Read on to find out more about the book and its author!
A Humanities professor at East Georgia State College, Dr. Armond Boudreaux draws inspiration from Southern literary giants such as Flannery O’Connor and William Faulkner, but with the heavy influence of epic, action-packed authors ranging from George R.R. Martin to Homer. He also writes nonfiction about the ethics and politics of superheroes, including co-authoring the book Titans: How Superheroes Can Help Us Make Sense of a Polarized World (Cascade Books, 2017). Born in Alabama, he now lives in Statesboro, Ga., with his wife and five children.
Connect with Armond:
- Welcome to the Galaxy, Armond! It’s a pleasure to have you here to discuss your sci-fi thriller, The Way Out. Can you introduce yourself with an acrostic of your name?
Yikes. I’m so bad at acrostics…
all stories worth writing are a form of
mixing half-forgotten memories with old truths made new;
on paper, they become art, philosophy, truth;
nothing except honesty can hold them together, though;
deceit, especially self-deception, poisons them
- The Way Out introduces a poignant, speculative world where reproductive rights are under governmental control, discussing pregnancy and choice. Why and how did you decide to approach this subject?
Thank you. Back in 2016, I think, I read about a connection between microcephaly and the Zika virus, and I immediately imagined a situation in which artificial uteruses would protect children from a disease that caused birth defects. That idea got mixed up with some other philosophical and political issues that I’m always thinking about, and pretty soon, Val’s story started to form in my head. I started writing the book a few months later.

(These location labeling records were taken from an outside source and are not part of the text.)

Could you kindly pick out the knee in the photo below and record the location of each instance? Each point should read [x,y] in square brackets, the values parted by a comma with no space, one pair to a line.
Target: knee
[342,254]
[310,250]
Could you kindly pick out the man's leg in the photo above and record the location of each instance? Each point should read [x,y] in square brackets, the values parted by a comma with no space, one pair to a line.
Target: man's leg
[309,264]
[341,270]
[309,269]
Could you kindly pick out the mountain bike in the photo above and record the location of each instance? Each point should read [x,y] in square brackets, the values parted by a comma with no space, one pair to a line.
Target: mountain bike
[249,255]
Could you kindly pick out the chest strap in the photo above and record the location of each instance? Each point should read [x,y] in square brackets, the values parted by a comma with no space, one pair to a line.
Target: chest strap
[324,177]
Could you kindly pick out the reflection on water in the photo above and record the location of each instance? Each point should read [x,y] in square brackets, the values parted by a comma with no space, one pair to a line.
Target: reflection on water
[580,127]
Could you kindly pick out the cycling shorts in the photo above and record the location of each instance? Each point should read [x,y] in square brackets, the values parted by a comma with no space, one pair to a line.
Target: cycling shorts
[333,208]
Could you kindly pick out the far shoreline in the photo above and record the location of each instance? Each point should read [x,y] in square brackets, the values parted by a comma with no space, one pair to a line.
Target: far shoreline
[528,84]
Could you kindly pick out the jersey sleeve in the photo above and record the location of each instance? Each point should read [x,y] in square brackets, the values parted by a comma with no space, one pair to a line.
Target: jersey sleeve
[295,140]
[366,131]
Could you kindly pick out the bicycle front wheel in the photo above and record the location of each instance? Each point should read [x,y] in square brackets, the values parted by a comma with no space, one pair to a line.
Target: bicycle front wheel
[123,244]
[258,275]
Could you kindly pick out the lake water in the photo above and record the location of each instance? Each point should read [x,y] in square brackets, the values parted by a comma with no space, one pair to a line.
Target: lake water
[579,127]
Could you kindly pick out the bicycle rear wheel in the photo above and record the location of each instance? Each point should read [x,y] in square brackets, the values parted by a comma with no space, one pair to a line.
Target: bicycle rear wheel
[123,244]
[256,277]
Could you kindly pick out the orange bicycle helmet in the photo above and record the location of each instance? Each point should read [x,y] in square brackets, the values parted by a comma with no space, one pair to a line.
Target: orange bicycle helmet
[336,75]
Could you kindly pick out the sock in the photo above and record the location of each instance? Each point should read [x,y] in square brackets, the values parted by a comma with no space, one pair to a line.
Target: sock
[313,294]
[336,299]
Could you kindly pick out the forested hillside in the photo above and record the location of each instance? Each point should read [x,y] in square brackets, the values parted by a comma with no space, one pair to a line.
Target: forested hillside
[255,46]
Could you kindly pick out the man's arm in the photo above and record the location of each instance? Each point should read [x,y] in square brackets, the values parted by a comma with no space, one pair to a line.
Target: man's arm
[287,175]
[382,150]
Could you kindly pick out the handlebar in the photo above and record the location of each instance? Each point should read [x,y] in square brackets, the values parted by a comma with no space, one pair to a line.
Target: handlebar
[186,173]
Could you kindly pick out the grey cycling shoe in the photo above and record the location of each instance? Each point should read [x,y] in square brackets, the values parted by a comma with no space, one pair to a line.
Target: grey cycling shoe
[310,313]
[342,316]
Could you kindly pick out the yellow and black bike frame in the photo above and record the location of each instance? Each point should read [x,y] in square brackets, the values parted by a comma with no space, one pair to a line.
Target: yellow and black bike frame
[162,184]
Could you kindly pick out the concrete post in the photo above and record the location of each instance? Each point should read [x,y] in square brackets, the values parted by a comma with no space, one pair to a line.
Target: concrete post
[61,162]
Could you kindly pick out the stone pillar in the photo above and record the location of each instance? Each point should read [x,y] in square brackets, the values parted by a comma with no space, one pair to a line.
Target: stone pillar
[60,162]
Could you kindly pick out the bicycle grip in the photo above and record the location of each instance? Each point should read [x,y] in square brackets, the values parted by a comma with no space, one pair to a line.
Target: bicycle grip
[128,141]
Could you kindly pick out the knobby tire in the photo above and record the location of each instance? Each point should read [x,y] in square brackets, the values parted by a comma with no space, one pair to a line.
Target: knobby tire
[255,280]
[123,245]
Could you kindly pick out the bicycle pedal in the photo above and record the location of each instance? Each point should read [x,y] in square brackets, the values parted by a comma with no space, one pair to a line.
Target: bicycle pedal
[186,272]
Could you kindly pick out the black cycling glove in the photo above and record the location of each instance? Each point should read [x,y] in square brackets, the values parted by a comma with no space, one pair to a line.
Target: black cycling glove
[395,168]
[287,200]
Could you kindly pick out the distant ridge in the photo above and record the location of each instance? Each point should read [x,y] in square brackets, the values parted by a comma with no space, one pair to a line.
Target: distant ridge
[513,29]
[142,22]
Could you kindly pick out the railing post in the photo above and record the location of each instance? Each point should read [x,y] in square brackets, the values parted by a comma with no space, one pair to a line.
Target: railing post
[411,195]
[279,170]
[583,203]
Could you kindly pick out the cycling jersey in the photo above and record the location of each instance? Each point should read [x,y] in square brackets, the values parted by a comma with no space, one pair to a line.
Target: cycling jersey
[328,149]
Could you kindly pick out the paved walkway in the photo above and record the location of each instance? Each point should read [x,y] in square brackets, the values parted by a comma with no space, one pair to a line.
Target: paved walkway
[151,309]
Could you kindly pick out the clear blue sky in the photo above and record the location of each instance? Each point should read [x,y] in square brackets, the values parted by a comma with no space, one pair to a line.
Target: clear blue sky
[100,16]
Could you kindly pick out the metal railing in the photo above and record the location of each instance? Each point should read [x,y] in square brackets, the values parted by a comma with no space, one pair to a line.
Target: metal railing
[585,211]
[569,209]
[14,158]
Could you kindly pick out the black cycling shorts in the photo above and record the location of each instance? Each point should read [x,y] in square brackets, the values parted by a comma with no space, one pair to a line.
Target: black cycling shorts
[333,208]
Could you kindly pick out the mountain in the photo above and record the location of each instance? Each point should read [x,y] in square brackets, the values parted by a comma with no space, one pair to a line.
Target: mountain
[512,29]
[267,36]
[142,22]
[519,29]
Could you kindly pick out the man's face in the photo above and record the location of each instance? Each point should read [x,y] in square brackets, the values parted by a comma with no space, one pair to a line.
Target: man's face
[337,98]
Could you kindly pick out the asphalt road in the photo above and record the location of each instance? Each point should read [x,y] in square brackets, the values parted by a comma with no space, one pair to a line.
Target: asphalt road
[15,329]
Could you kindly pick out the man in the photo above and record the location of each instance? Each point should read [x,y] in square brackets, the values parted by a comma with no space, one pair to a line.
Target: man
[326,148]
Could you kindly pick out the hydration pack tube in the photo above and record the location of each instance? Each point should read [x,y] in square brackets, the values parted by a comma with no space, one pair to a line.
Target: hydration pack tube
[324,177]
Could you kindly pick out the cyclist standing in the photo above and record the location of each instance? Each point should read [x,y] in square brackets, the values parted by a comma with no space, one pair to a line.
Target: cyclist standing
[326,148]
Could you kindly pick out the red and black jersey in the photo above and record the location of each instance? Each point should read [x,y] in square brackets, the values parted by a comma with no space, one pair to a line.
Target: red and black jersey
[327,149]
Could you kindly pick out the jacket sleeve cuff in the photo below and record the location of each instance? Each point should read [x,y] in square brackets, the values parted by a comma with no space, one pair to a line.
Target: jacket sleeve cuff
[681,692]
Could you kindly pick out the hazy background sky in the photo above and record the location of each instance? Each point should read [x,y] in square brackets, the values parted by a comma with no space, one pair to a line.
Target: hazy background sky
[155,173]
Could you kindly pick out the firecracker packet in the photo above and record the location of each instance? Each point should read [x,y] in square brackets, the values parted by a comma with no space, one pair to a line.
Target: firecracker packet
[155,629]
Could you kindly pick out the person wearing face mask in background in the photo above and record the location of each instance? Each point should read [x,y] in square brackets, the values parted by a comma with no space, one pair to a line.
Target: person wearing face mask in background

Not long after that, I saw an article in the news about a goat that was successfully gestated in an artificial uterus, and I thought, “Yep. This is the book I need to be writing right now.”
I knew from the beginning that the book would raise sensitive and potentially explosive questions about reproduction and what it means to be human. And it was very important to me that I write a story that would challenge everyone who read it no matter what their political opinions were. I wanted to force people with different philosophies about life to ask themselves uncomfortable questions, and I wanted to avoid easy answers.
Could artificial uteruses provide a solution to debates about reproduction? Would that solution answer the concerns of people on all sides of the conflict? Would it come with a cost? What would we lose by divorcing reproduction from the human body almost entirely? Is there a limit to what the government can require people to do in the name of public health?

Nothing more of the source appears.